"The Penis Chronicles" has extended at the Coast Playhouse, which is understandable, and, given that venue's long-dark status, heartening.
Tom Yewell's study of the male experience isn't necessarily the counterpart to Eve Ensler's "Vagina Monologues" that its obviated title suggests. Less political or variegated, this series of eight single-person accounts nonetheless reveals noteworthy writing ability and features solid, credible acting from a well-chosen cast.
Starting with Kyle Eastman, whose arrested pubescent opens the proceedings. Although director Randal Kleiser doesn't mine all the humor in the monologue, Eastman's sincerity and unaffected charm goes far to convince us of his plight.
Following this is the subtle Richie Hoffman, whose Southern-born character has been set up in the previous account, and who gives the slightly truncated-feeling narrative of inappropriate paternal behavior his all.
So does Ali Zahiri, a particular standout as an unusually eloquent and self-confident male escort, whose considerable physical appeal is nothing compared with his uncanny ability to maintain focus while directly addressing each audience member.
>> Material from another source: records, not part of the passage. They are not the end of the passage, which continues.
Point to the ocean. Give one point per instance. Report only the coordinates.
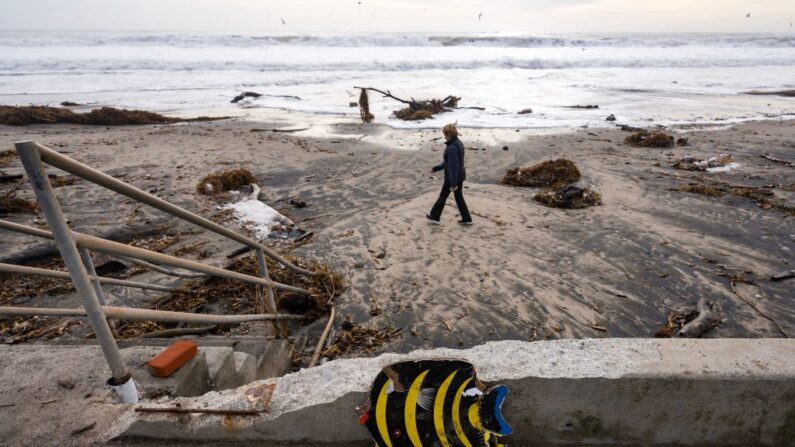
(642, 79)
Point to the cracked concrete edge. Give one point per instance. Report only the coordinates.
(317, 404)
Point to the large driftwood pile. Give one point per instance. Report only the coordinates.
(415, 110)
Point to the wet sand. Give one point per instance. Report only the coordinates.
(523, 271)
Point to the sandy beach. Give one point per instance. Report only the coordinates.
(523, 271)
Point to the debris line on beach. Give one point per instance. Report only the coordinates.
(569, 197)
(551, 173)
(103, 116)
(690, 323)
(225, 181)
(236, 297)
(645, 138)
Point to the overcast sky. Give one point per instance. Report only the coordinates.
(356, 16)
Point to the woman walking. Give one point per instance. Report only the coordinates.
(454, 175)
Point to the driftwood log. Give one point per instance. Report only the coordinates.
(707, 319)
(415, 110)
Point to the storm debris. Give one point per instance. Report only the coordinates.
(6, 157)
(645, 138)
(227, 296)
(104, 116)
(690, 323)
(569, 197)
(415, 110)
(225, 181)
(364, 107)
(690, 163)
(551, 173)
(765, 198)
(360, 340)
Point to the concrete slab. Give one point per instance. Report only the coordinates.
(568, 392)
(276, 361)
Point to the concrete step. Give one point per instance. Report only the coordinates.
(221, 363)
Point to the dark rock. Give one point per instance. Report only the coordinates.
(298, 304)
(297, 202)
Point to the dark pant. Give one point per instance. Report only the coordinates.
(438, 207)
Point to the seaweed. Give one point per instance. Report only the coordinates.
(763, 197)
(236, 297)
(551, 173)
(677, 319)
(103, 116)
(569, 197)
(645, 138)
(225, 181)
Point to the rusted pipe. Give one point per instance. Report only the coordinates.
(126, 313)
(24, 270)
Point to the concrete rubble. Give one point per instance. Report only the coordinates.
(568, 392)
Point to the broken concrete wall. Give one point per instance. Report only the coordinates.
(568, 392)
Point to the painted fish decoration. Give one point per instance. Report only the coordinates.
(434, 403)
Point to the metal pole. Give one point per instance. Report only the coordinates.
(25, 270)
(92, 272)
(85, 255)
(60, 161)
(29, 154)
(263, 271)
(165, 271)
(118, 249)
(127, 313)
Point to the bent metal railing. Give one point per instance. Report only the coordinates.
(74, 248)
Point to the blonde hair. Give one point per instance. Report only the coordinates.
(450, 131)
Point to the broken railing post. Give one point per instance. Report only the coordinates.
(263, 271)
(29, 154)
(85, 255)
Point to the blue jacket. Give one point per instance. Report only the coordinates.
(453, 163)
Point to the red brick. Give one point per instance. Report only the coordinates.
(172, 358)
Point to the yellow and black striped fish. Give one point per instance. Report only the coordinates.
(434, 403)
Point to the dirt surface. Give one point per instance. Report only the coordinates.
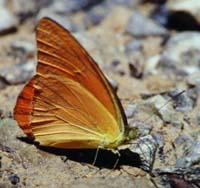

Ozzie Rodriguez brings deep emotional currents and affecting technique to his former football star gone to seed, another example of author Yewell's thoughtful intertwining of previous and future referenced characters.
Trevor Scott Campbell hasn't got quite as much material to work with as a Toby Tyler-worshiping gay man, but he registers the boyish aspects most effectively. Ethan Rains is fearless and fervent as an HIV-positive heterosexual, even if his similar appearance to Zahiri blurs the distinctions a bit.
Kelly Franett pulls absolute authority out of his culminating aging widower, a candidate for single best turn, and though Jade Willis isn't an obvious choice for a drag queen, he certainly devours the attitude and material.
It's a handsomely staged production, with special assets in Cricket S. Myers' typically astute sound design and Brian Perez's apt videos.
That said, there isn't a lot being said here that we haven't encountered elsewhere, whether at a Highways summer series or a Taper Too extravaganza.
Moreover, the tone grows quite similar somewhere around the halfway mark, with director Kleiser demonstrating a skill with the poetic moments, less so the reflective ones. And more often than not, the undeniably clever uncovering of relationships outstrips the variable thematic allusions to the titular member and its place in men's lives -- this may be a fully-fledged play waiting to be formed out of its disparate parts.
Still, it's lovely to have the Coast in operation again, and the essential skill on board gives these promising "Chronicles" genuine value and fascination, which bodes well for its progress.